Extended Data Fig. 2 scRNA-seq analysis of PC genomic states and trajectories.
a-b, Violin plots displaying the UMI counts (a) and genes expressed per cell (b) in the scRNA-seq datasets associated with the indicated experiments and cell samples. c, UMAP plot (top left) of scRNA-seq dataset of CD138+ splenocytes (35 d.p.i.) delineating cells using the ICGS2 cluster labels as in Fig. 2. All other plots display expression levels of indicated genes within and across ICGS2 cell clusters on the same UMAP. d, Comb plots displaying the incidence and amplitude of indicated GC B cell, DZ GC and cell cycle genes in designated cluster as in Fig. 2a. e, Plots displaying the incidence and amplitude of indicated PC genes in each cluster as above. f, Plots displaying the incidence and amplitude of indicated marker genes distinguishing the three PC clusters as above. g, Bar plots displaying key gene ontology pathways associated with the top 100 marker genes in PC progenitors, PC-Tigit* and PC-Lag3* clusters with their associated p values. h, Individual plots displaying the indicated GC B cell and PC clusters in the developmental trajectory constructed by Monocle 2 as in Fig. 2c. Statistical significance was tested by Fisher exact test and Benjamini-Hochberg method for correction of multiple hypotheses testing (g).
Extended Data Fig. 3 Delineation of antigen-specific PC genomic states and clonal tracking.
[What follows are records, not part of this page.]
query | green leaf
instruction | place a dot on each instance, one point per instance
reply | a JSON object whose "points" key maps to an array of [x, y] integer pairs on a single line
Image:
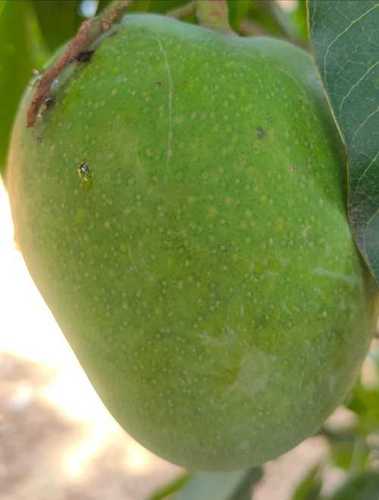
{"points": [[21, 51], [365, 403], [167, 491], [220, 485], [361, 487], [344, 34], [310, 487]]}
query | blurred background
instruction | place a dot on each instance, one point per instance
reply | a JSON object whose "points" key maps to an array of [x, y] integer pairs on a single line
{"points": [[57, 441]]}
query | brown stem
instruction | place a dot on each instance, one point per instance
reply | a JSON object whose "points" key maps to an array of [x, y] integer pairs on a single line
{"points": [[88, 32]]}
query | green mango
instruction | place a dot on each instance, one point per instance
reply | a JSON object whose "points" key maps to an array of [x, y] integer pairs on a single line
{"points": [[181, 208]]}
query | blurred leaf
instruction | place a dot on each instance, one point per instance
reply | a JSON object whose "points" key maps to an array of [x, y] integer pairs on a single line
{"points": [[299, 16], [159, 6], [21, 51], [238, 10], [167, 491], [220, 486], [361, 487], [345, 39], [351, 455], [365, 403], [59, 20], [310, 487]]}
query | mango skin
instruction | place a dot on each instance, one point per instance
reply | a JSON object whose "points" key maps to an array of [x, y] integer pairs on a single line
{"points": [[203, 272]]}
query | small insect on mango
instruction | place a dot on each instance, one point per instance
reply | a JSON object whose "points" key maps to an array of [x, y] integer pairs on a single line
{"points": [[84, 171], [85, 175]]}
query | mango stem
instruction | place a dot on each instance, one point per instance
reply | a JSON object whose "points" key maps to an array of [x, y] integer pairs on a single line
{"points": [[87, 34]]}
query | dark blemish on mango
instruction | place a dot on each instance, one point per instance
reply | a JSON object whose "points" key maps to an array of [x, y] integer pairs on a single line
{"points": [[49, 101], [261, 133]]}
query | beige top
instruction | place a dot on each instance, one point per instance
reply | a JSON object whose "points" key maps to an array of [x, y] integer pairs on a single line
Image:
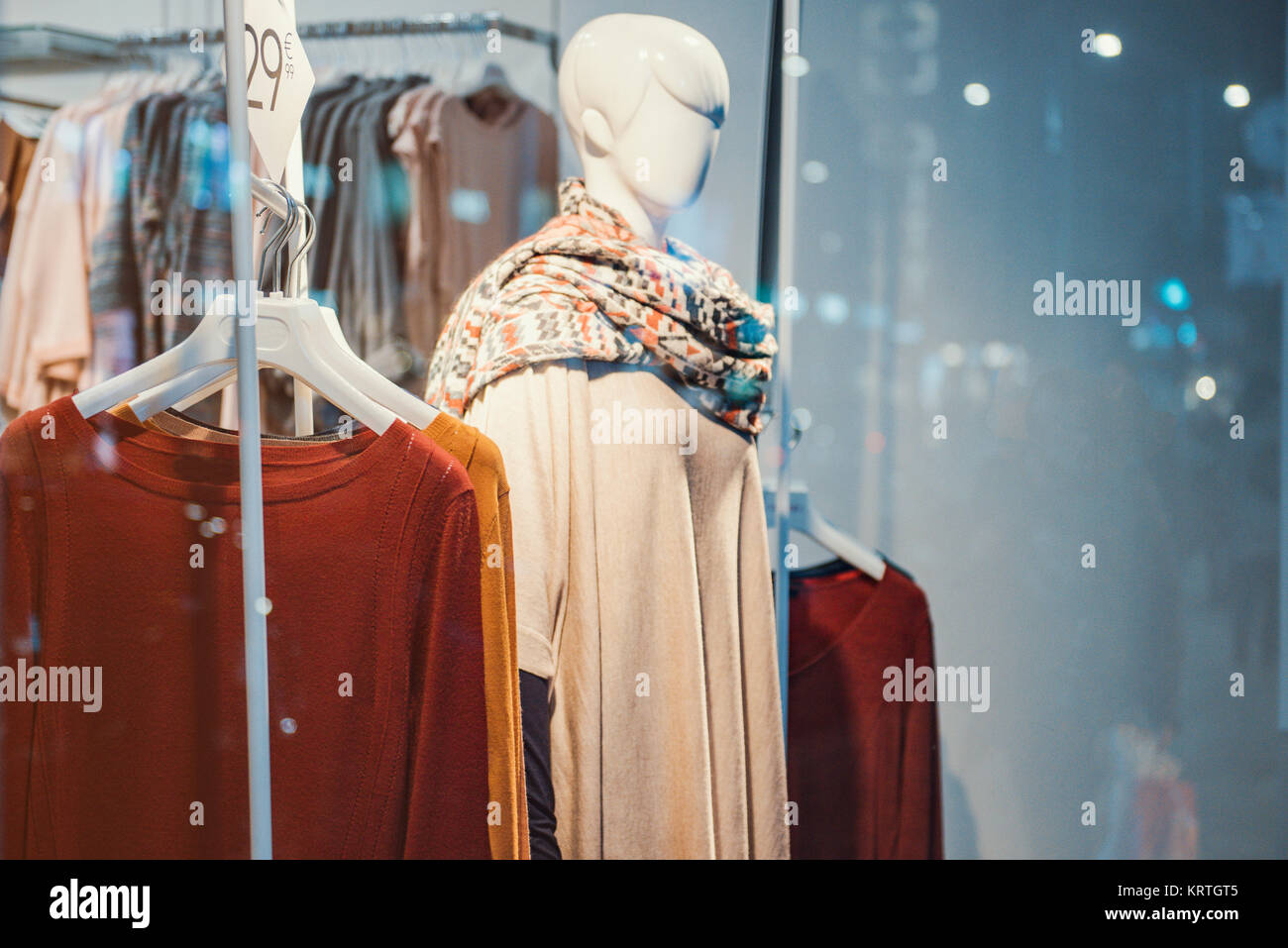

a, Experimental design for isolation and analysis of NP-specific B220+ cells from C57BL6/J mice (14 d.p.i.), analyzed by scRNA-seq and BCR-seq. b, Plot displaying the rank order of top 25 IGHV genes expressed in NP-specific B220+ cells (14 d.p.i.). c, d, Plots displaying the rank order of top 50 IGHV genes expressed in CD138+ splenocytes on 35 d.p.i. (c) and 21 d.p.i. (d). Red bars are NP-specific IGHV genes expressed on 14, 21 and 35 d.p.i., blue bars are presumptive KLH-specific IGHV genes expressed on 21 and 35 d.p.i. e, Mutation frequencies of IGHV1-72*01 gene in splenic PC progenitors (left) and PC clusters (right) on 21 and 35 d.p.i. f, Pie-charts displaying the proportion of IGHV1-72*01 gene segments harboring high affinity W33L mutations in splenic PCs (21 d.p.i. vs. 35 d.p.i.). g, Combined heatmap of genomic states in the enriched CD138+ splenocytes from both 21 and 35 d.p.i., generated using cellHarmony, for which CD138+ splenocytes (35 d.p.i.) were used as a reference dataset. Columns in heatmap represent cells from 21 and 35 d.p.i. (n = 14,068); rows represent MarkerFinder genes (n = 413). h, Heatmap of differentially expressed genes (DEGs) in NP- and KLH-specific PC progenitors and indicated PC genomic states (35 vs. 21 d.p.i.) generated using cellHarmony, for which 35 d.p.i. were used as a reference dataset. Rows represent the expression of differentially expressed genes on 35 d.p.i. Statistical significance was tested by two-tailed Mann-Whitney test (e).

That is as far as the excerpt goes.